The intellectual life of the Eastern churches was not extinguished by the advent of Islam. A century after the conquest the Greek church had its first and last-great systematic theologian in John of Damascus, the son of an official of high rank in the service of the caliph, and himself brought up to the same service. His work became the classic of orthodoxy. But the age was past when Greek theologians took the leading part in the discussion and definition of Christian doctrine. The history of theology in the Greek and Oriental churches is in itself an interesting and too much neglected subject; but it may without injustice be said that since the eighth century those churches have had no appreciable part in the historical development of Christianity as a whole.

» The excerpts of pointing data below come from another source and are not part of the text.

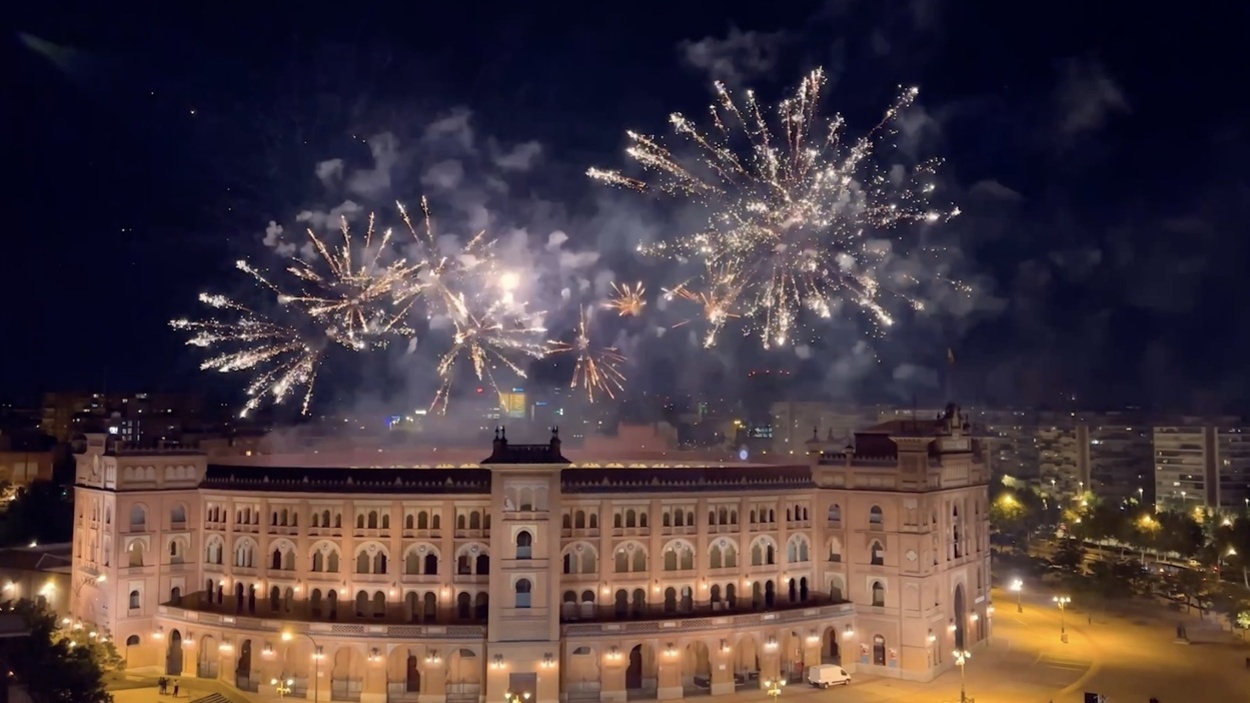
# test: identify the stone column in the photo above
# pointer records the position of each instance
(434, 679)
(374, 687)
(669, 676)
(721, 668)
(611, 676)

Notwithstanding sharp conflicts which more than once temporarily interrupted the communion of the Roman Church with the East, the idea of the unity of the church universal was too firmly established and the actual bond of union too strong to permit non-intercourse to harden into permanent division. But in time the complete separation of the Latin-German West from the Byzantine empire dissolved the political ties; the attempts of the popes to assert their headship of the whole church by intervention in internal affairs of the patriarchate of Constantinople; the conservative orthodoxy of the Greeks, who regarded the more progressive West with suspicion and magnified into heresy all departures from their own formulas and customs, led in 1054 to the final breach, when the Pope's legates laid on the altar of Santa Sophia a bull of excommunication against the Patriarch, to which he at once replied in kind by launching an anathema against the Pope. The Oriental patriarchs naturally sided with their Constantinopolitan colleague against the pretensions of Rome. The severance of the

East and the West was complete, and repeated efforts to reunite them came to naught. Through causes partly theological and ecclesiastical, partly political, the gulf has but widened in the course of the centuries.

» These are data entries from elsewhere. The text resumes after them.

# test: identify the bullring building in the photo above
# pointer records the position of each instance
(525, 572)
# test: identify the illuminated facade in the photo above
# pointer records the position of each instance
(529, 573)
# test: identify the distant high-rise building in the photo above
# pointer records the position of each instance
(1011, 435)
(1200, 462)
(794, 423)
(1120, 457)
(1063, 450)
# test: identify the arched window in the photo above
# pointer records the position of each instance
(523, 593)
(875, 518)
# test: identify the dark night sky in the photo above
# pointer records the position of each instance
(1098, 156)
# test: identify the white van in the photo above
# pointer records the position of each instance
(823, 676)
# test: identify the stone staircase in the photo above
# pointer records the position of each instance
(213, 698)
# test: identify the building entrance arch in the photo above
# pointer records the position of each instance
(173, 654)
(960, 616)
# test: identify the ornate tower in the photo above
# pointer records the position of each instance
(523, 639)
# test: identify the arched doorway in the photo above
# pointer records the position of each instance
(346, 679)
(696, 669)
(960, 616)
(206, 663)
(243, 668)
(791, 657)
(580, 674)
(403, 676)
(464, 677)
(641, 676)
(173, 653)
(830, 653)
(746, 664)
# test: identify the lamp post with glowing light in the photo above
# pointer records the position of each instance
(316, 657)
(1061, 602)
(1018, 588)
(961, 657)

The great migrations and their political results brought within the sphere of the Greek church and its missionary activity chiefly Slavic (or Slavonised) peoples, and the national churches of Russia, Servia, and Bulgaria, which are sprung from it, contain the great bulk of its present adherents. The racial characteristics of these peoples and their civilisation have made their impress on their Christianity in manifold ways, while the original Greek element has become relatively inconsiderable.

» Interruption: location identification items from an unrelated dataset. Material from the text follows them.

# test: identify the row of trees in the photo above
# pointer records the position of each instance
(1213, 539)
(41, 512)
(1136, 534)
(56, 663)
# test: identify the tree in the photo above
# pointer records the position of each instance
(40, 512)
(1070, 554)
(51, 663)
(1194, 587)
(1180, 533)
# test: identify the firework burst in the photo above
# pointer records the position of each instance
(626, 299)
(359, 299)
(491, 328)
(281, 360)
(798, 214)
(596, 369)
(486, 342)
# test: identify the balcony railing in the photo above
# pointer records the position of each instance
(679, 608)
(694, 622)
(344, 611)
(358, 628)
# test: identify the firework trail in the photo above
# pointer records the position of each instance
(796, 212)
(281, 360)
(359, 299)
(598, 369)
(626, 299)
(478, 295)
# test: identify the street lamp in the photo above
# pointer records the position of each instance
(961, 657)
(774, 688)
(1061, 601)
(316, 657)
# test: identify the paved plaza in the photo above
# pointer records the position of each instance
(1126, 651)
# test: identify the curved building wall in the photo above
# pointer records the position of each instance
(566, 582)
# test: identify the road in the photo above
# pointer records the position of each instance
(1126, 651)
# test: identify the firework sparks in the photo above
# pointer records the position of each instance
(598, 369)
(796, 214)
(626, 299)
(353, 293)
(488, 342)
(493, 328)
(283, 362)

Of the Oriental churches especial interest attaches to that which is commonly called Nestorian, in which the position of the so-called Oriental party in the controversy over the divine and human natures in Christ was perpetuated. Driven from Edessa, where they had maintained a flourishing school, they sought in Persia the toleration that was denied them in the Christian empire, and established at Nisibis a seminary of biblical and theological learning in which the best traditions of the Antiochian school were perpetuated. In the face of repeated and severe persecutions by Persian kings set on by the Zoroastrian clergy, they displayed much zeal for the conversion of the people; in the following century their missions carried Christianity through central Asia, and by 635 they had reached China. In their efforts to convert the Mongols they found themselves in competition with Buddhist monks, and ere long Islam also entered the field. In our own day a remnant of this once numerous and enterprising church survives on the shores of Lake Urmia and in the neighbouring mountains of Kurdistan, and American (Presbyterian), English (Church of England), Roman Catholic, and Russian Orthodox missionaries have vied with one another to convert this handful of Syrian Christians to some one or other of these varieties of alien Christianity, or from one of them to another.